# Anyone see that salty 5D MkIV that sold for $1300!?



## Kit Lens Jockey (Jan 20, 2017)

Wow, people must be desperate for a bargain on the MkIV.

http://www.ebay.com/itm/252722318428

Is a MkIV in scrap condition seriously worth the same as a perfectly functioning MkIII!? I mean, I can understand the allure of getting a new camera for cheap, even if it means extensive repairs. But seriously, could you ever truly trust that camera to function reliably again after how it's shown there? I mean, you can actually see rust coming out of the battery compartment if you look at the bottom view of the camera. I don't even think Canon will touch a camera in that condition even out of warranty since they could never guarantee the repairs, right? It might be nice to have as a backup camera if you could snag it for a couple hundred bucks, but over $1300? Wow, I dunno what to say.

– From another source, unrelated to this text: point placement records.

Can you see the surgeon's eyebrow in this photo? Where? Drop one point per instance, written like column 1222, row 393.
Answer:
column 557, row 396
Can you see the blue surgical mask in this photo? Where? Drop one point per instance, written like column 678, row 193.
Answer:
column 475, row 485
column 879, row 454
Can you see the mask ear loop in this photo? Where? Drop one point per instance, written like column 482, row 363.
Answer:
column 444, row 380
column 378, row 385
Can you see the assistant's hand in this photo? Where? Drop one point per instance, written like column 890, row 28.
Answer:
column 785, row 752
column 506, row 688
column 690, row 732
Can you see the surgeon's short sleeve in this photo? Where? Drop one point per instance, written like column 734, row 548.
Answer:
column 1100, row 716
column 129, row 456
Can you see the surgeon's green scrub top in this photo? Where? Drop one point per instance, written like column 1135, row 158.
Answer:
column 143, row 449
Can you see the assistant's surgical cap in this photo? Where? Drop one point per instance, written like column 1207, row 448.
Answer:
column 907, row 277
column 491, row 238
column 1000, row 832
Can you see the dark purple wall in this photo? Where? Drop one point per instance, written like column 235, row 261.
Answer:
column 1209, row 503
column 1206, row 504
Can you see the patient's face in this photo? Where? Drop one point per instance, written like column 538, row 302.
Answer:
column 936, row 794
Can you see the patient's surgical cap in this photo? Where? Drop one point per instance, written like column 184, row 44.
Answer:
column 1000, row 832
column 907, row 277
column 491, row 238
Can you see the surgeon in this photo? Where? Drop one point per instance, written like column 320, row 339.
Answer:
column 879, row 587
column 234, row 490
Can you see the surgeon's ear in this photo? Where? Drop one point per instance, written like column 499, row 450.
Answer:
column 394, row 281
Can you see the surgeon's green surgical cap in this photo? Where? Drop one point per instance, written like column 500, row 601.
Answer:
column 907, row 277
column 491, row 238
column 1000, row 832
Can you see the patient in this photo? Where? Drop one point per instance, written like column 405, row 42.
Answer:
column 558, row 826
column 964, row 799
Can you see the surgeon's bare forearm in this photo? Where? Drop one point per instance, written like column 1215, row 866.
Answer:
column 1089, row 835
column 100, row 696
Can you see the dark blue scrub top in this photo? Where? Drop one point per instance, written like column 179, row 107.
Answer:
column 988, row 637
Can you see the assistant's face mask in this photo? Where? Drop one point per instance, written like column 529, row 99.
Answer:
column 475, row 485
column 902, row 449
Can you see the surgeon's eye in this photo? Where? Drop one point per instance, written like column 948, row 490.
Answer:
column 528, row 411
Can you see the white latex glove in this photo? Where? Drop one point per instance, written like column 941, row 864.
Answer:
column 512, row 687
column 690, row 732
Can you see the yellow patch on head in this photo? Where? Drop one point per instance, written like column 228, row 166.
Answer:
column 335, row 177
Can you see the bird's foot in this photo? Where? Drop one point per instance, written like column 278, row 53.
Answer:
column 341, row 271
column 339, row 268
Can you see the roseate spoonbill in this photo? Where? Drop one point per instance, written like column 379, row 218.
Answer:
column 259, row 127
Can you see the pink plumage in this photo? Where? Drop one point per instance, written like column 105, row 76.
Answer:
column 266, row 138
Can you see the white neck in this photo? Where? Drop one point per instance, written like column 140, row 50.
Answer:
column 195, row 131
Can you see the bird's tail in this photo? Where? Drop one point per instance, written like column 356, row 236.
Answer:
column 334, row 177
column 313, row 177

Ugh, just looked more closely at some of the photos. The body looks to be cracked below the lens mount (maybe it's just a line in the salt), and there is also rust on the shutter and some hardware in the mirror box. I'm just boggled that it sold for that.


----------



## Mt Spokane Photography (Jan 20, 2017)

Someone will clean it up, replace any failed boards, and flip it for a nice profit. Sometimes they just sell working parts. The camera has a magnesium frame, if its cleaned with soap and water, its good. The biggest issue is cleaning circuit boards before dendrites short accross solder junctions. You can run them thru a dishwasher. Thats what we did at a large aerospace company for Space grade hardware as it came off the soldering line. A ordinary dishwasher was used rather than a high priced washer that did the same. Then it was encapsulated, so water could not touch it.


----------



## Kit Lens Jockey (Jan 20, 2017)

Yeah, I mean, I guess. I certainly wouldn't want it for any more than that price, even fixed up.


----------



## unfocused (Jan 20, 2017)

I'm waiting for the new thread on this forum: "Terrible Canon Service." They want to charge me $XXXX to repair a brand new 5DIV that I dropped in the ocean. I thought these were weathersealed!


----------



## Diko (Jan 24, 2017)

unfocused said:


> I'm waiting for the new thread on this forum: "Terrible Canon Service." They want to charge me $XXXX to repair a brand new 5DIV that I dropped in the ocean. I thought these were weathersealed!


+1 ROFL


----------



## Jopa (Jan 31, 2017)

That wasn't salt, that is cocaine. That's why it's expensive.


----------